The Statistical Determinants of the Speed of Motor Learning

It has recently been suggested that movement variability directly increases the speed of motor learning. Here we use computational modeling of motor adaptation to show that variability can have a broad range of effects on learning, both negative and positive. Experimentally, we also find contributing and decelerating effects. Lastly, through a meta-analysis of published papers, we verify that across a wide range of experiments, movement variability has no statistical relation with learning rate. While motor learning is a complex process that can be modeled, further research is needed to understand the relative importance of the involved factors.

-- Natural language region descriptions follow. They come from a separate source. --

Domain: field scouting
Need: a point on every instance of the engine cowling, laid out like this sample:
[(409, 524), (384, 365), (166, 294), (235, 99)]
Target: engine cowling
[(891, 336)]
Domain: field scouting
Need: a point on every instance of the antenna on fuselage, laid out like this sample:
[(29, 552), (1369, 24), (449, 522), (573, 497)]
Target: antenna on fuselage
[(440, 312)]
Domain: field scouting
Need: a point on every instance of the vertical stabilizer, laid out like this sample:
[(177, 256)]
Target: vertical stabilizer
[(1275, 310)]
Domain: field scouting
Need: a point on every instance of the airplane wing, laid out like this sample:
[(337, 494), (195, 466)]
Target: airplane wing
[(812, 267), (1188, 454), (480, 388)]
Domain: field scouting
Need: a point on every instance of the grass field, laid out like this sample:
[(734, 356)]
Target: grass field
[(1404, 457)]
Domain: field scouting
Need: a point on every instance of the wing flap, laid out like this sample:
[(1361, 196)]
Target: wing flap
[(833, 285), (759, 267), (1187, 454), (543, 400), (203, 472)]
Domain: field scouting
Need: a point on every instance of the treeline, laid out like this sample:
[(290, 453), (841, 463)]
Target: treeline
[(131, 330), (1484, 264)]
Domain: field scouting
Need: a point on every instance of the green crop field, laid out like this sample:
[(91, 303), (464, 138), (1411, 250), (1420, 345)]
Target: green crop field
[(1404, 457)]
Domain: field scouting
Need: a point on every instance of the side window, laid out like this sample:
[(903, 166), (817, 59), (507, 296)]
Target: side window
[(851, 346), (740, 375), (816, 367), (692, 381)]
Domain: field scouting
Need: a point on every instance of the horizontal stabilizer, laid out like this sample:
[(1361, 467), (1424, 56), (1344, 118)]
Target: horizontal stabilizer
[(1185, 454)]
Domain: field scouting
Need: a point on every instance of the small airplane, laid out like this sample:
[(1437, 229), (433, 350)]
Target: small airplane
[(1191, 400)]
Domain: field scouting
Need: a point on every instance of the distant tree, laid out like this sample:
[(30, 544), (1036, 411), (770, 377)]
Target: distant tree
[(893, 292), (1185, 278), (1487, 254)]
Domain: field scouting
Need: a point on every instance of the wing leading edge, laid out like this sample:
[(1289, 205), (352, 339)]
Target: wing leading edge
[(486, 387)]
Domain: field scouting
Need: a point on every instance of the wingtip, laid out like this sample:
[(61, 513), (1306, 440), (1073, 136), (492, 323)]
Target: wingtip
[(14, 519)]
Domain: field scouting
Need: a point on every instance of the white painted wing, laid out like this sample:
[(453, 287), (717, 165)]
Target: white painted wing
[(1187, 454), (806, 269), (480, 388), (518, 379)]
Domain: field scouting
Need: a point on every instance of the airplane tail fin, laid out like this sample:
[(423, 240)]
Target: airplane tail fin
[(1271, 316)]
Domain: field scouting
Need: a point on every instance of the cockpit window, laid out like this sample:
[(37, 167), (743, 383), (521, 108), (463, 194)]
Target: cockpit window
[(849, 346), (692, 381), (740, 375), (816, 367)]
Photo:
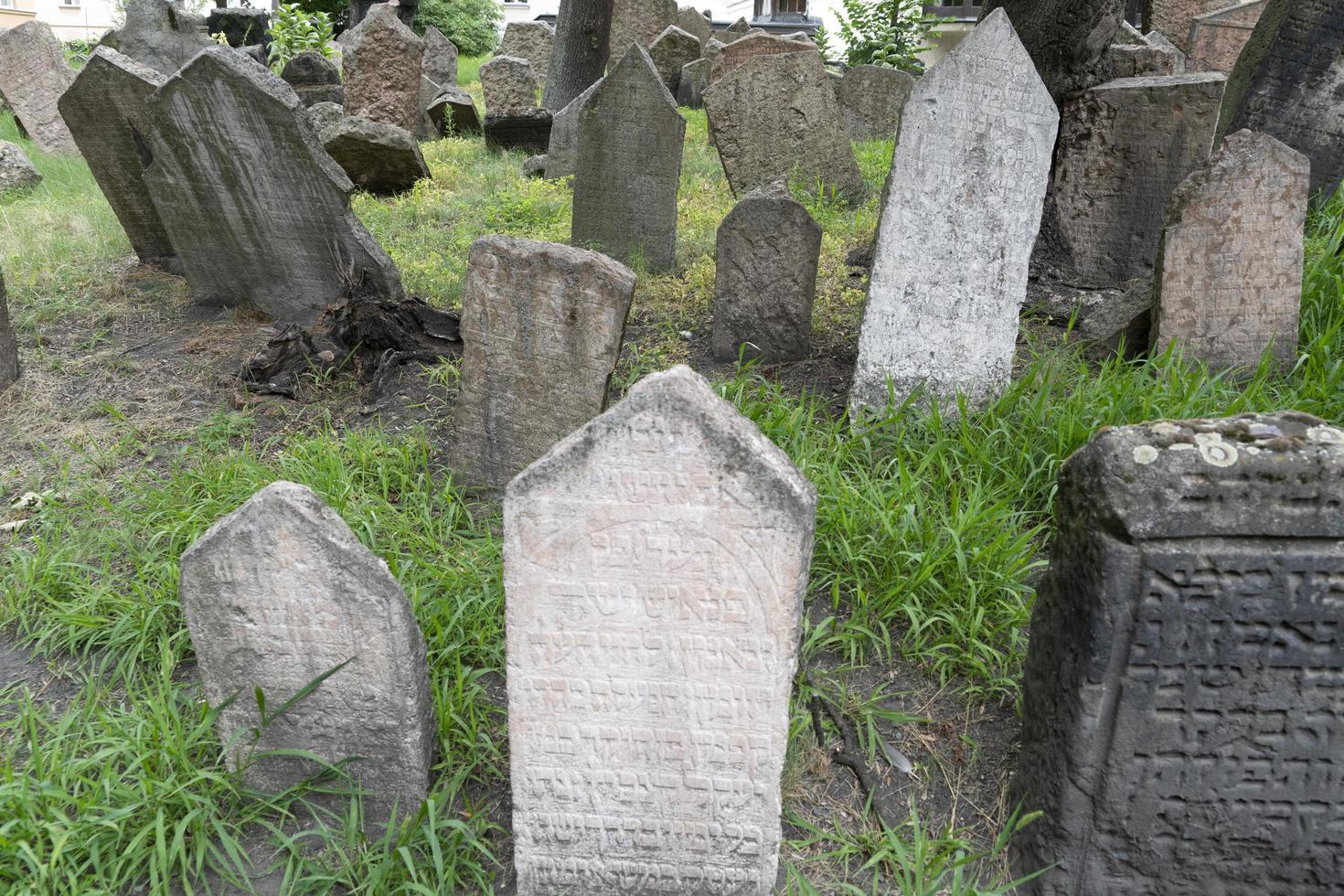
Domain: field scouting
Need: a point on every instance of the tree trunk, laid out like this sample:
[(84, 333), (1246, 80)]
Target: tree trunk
[(582, 45)]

Author Summary Variability is a fundamental component of our motor behaviors. It is caused by numerous factors, including sensory, planning, neuromuscular noise, as well as random external perturbations. Investigation of its underpinnings has been a driving force for numerous theoretical advances in motor control. Recently, it has been suggested that initial motor variability can promote the speed of motor learning. We first demonstrate with a series of simulations of a common learning model that different factors leading to increased variability can affect learning rate in completely different directions, instead of merely the positive trend as claimed. Second, we present experimental evidence that sensory uncertainty, which affects motor variability, instead of variability per se, determines learning speed during trial-by-trial random perturbations. Third, we present results from a meta-analysis of published studies that show the same lack of positive correlation. We conclude that motor learning is not generally facilitated by initial motor variability. Instead, their relationship should be investigated by considering the factors that affect variability in a task-specific manner.